Encased in an aluminum unibody, the tablet boasts a 7-inch touch-screen display, 1.5Ghz processor and high-speed HSPA+ wireless capabilities. The Flyer’s tablet-focused Sense platform features a 3D home screen with a carousel of widgets. The tablet also offers enhanced Web browsing with Flash 10 and HTML 5. The company said the Flyer would be available to customers globally during the second quarter of the year.
Scribe technology introduces integrated digital ink innovations the company said makes it easier and more natural to take notes, sign contracts, draw pictures or write on a Web page or photo. A feature called Timemark enables users to capture the audio of an event in line with written notes, so tapping on a word in the notes instantly takes users to the exact place in time in the audio recording of the meeting.
Notes are also integrated with the calendar so when there is an appointment reminder, users are automatically prompted with an opportunity to begin a new note or in the case of recurring meetings, to continue where the last meeting left off. The Flyer tablet also features built-in synchronization with Evernote, a notes application and service.
Other features include 32GB of internal storage, 1GB of RAM, a microSD memory card expansion slot, micro-USB port, 5-megapixel color camera with auto focus and a 1.3-megapixel front camera. The Flyer also comes with an ambient light sensor and digital compass, an internal GPS antenna and Bluetooth 3.0 with A2DP for wireless stereo headsets.
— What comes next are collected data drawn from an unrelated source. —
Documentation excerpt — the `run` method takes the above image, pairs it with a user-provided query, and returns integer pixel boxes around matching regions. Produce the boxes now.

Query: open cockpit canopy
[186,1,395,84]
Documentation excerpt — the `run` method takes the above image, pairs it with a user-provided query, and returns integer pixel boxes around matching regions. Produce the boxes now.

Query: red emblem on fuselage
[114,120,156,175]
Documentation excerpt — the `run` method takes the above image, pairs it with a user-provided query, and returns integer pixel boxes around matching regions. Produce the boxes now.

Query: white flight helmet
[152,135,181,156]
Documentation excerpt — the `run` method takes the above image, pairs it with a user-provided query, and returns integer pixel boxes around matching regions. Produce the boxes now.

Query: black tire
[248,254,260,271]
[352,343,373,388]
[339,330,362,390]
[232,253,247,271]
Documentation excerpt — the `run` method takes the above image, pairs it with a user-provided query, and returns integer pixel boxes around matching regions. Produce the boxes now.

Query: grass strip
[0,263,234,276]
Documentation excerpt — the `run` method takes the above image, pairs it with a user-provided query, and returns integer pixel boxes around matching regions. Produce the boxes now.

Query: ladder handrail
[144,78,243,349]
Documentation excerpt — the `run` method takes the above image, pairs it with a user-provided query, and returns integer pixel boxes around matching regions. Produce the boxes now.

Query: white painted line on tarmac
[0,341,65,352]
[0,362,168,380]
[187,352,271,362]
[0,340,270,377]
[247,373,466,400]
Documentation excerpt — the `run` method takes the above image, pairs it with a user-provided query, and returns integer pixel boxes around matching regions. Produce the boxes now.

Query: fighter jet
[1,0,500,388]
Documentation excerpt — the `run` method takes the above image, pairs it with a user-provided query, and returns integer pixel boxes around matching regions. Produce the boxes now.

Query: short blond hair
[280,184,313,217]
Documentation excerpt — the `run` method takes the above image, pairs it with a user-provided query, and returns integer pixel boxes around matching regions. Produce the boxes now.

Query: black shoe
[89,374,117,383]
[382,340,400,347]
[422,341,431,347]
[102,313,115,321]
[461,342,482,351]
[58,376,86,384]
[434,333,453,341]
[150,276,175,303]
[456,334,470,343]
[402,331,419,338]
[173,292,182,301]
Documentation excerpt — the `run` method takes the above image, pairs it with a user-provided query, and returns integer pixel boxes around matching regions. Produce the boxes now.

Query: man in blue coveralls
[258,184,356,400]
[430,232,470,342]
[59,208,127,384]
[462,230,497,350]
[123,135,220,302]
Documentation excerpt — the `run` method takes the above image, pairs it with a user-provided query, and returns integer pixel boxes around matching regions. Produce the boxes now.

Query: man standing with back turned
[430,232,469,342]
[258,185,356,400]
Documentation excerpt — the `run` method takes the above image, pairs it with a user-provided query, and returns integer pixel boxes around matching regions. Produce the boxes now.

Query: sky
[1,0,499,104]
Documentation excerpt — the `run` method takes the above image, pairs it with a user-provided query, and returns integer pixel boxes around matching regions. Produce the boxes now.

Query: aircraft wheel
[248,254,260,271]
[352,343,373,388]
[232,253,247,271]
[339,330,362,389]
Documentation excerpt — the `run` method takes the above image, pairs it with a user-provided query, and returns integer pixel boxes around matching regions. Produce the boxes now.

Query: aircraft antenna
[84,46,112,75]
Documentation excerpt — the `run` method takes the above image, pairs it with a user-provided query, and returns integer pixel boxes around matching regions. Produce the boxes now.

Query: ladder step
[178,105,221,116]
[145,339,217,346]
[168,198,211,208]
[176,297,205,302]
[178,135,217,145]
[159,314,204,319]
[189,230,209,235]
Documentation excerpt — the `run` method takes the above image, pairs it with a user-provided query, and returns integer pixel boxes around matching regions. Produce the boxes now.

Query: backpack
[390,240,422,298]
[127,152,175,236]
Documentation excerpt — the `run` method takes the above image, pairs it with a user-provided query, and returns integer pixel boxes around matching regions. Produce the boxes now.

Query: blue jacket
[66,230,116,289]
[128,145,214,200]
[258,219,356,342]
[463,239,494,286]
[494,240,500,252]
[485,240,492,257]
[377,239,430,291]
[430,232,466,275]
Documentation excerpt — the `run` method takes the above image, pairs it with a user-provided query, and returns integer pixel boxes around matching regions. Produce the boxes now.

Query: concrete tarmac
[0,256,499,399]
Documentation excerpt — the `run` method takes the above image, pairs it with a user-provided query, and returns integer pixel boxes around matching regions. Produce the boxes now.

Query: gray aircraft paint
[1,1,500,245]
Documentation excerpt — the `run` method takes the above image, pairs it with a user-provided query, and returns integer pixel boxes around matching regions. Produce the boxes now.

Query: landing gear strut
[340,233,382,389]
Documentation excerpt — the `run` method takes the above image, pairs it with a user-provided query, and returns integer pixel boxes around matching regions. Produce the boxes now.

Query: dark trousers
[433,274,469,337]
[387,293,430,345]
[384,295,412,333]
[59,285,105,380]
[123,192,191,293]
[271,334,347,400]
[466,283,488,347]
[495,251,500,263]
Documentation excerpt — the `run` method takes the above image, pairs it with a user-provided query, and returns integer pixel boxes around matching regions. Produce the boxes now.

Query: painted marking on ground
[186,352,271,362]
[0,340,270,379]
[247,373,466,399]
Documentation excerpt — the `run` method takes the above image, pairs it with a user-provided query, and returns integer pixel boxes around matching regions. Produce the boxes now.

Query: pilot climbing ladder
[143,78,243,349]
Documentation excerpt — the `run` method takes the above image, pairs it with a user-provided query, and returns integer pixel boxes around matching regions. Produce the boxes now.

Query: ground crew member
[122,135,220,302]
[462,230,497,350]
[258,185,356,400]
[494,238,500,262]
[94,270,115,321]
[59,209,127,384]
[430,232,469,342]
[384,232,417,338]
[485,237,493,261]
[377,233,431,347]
“Clearly, smartphones have transformed our lives but as we observed how people use smartphones, computers and other technologies, we saw an opportunity to create a tablet experience that is different, more personal and productive,” said Peter Chou, CEO of HTC. “We are progressing down a path as an industry when people will no longer be in a single device paradigm, but have multiple wireless devices for different needs; this is the direction we are moving.”
The company also announced HTC Watch, a connected video service that will debut on the Flyer tablet, and will collaborate with OnLive to launch a cloud-based mobile gaming service for the tablet. The Watch video download service enables on-demand progressive downloading of hundreds of High-Definition movies and instant playback over the tablet’s high-speed wireless connection.
The tablet will also integrate OnLive’s cloud-based gaming service, which lets users play video games on their televisions and computers without the need to buy gaming hardware or software. When integrated fully, the OnLive service will enable customers to pipe the OnLive service through the Flyer’s broadband wireless to their television sets, or let them play directly on the tablet.